Se, em si, a ausência de informação é preocupante, muito mais o é pelo que indicia de descuido e desconsideração dos serviços em relação aos fregueses e munícipes que, há mais de cinco anos, tendo sido confrontados com o desaparecimento da peça, na sequência da sua remoção pelos serviços camarários, não mereceram, repito, a atenção da explicação a que tinham e têm direito. E tudo isto é tão mais pertinente quanto se sabe que, cada vez mais, as pessoas estão alerta a circunstâncias que tais.
Contra o silêncio
É muito gratificante perceber que, por todo o país, apesar de algum eventual atavismo, os cidadãos se preocupam com o que acontece ao património comum quando há necessidade de qualquer intervenção. Por vezes, como é do conhecimento geral, tão grande é o mal entendido e o receio de que as peças levem um destino menos conveniente, que até tem havido casos de populações que se ergueram contra a hipótese da sua remoção temporária, por exemplo, das igrejas, apesar da manifesta necessidade de restauro.
A noção de pertença comum é muito forte e, assim sendo, preciso é agir com a maior precaução no sentido de não ferir susceptibilidades. Quanto a Sintra – Paisagem Cultural da Humanidade, terra que, além de um património natural riquíssimo, se orgulha de um convívio permanente com as artes plásticas e decorativas do maior gabarito, os cidadãos bem têm demonstrado a verdade desta ideia. Pois, neste caso, ao tentarem obter um qualquer esclarecimento pertinente, foi o silêncio, um pesadíssimo silêncio das instituições, o que obtiveram como resposta, algo de perfeitamente lamentável.
Na realidade, o sucedido é deveras paradigmático da existência de um grave problema de comunicação entre autarquias e cidadãos cuja resolução depende da radical mudança de atitude, mudança que, mesmo aparentemente pacífica, sempre suscitará reacções com as quais, aliás, é necessário saber lidar, uma vez que incluir uma nova norma na quotidiana cultura dos serviços não é coisa fácil.

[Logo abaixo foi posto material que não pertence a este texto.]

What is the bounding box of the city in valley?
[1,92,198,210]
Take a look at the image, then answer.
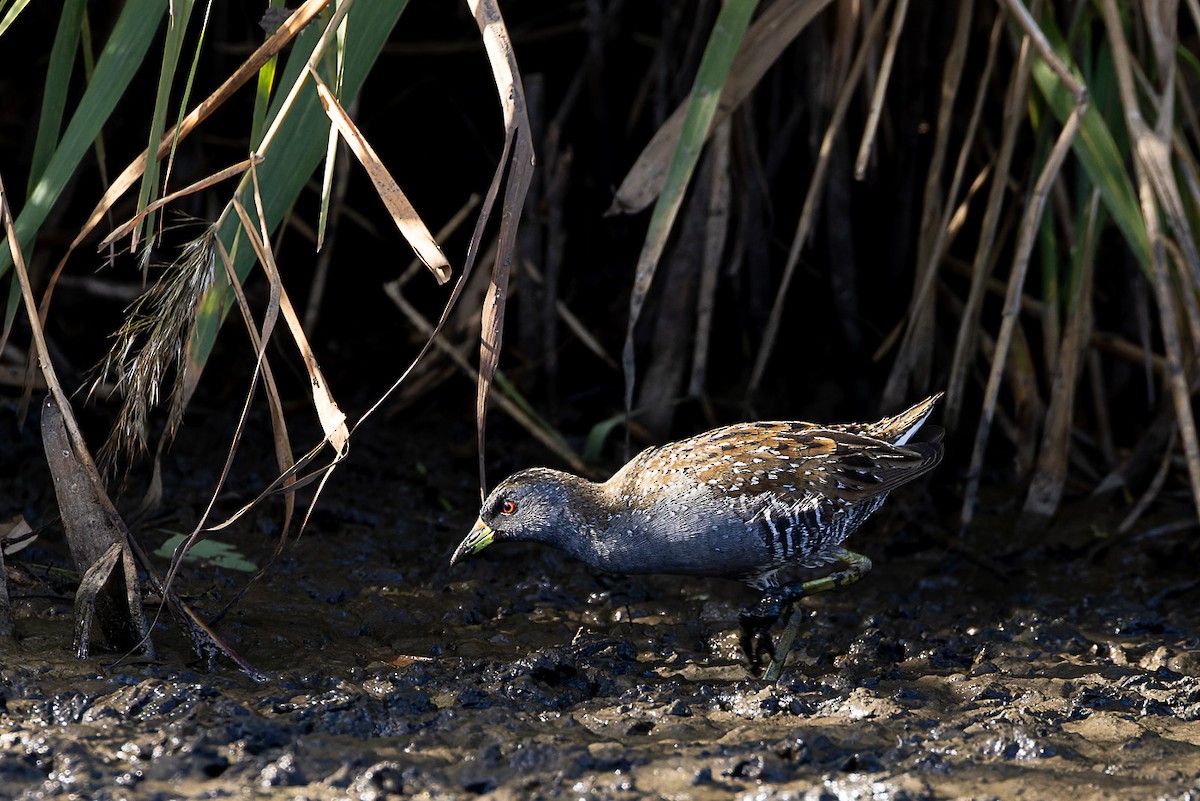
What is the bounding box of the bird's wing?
[624,422,943,508]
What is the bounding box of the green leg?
[761,548,873,683]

Bem está o que bem acaba. Afinal, neste caso da reposição do fontanário, para se adequar totalmente à sentença, falta a componente do esclarecimento, no contexto do direito à informação. E, meus caros amigos, urge que entendamos se, de facto, tal esclarecimento passará a fazer parte das NEPs, ‘normas de execução permanente’ no sentido de contrariar, inequivocamente, a ocorrência de casos análogos.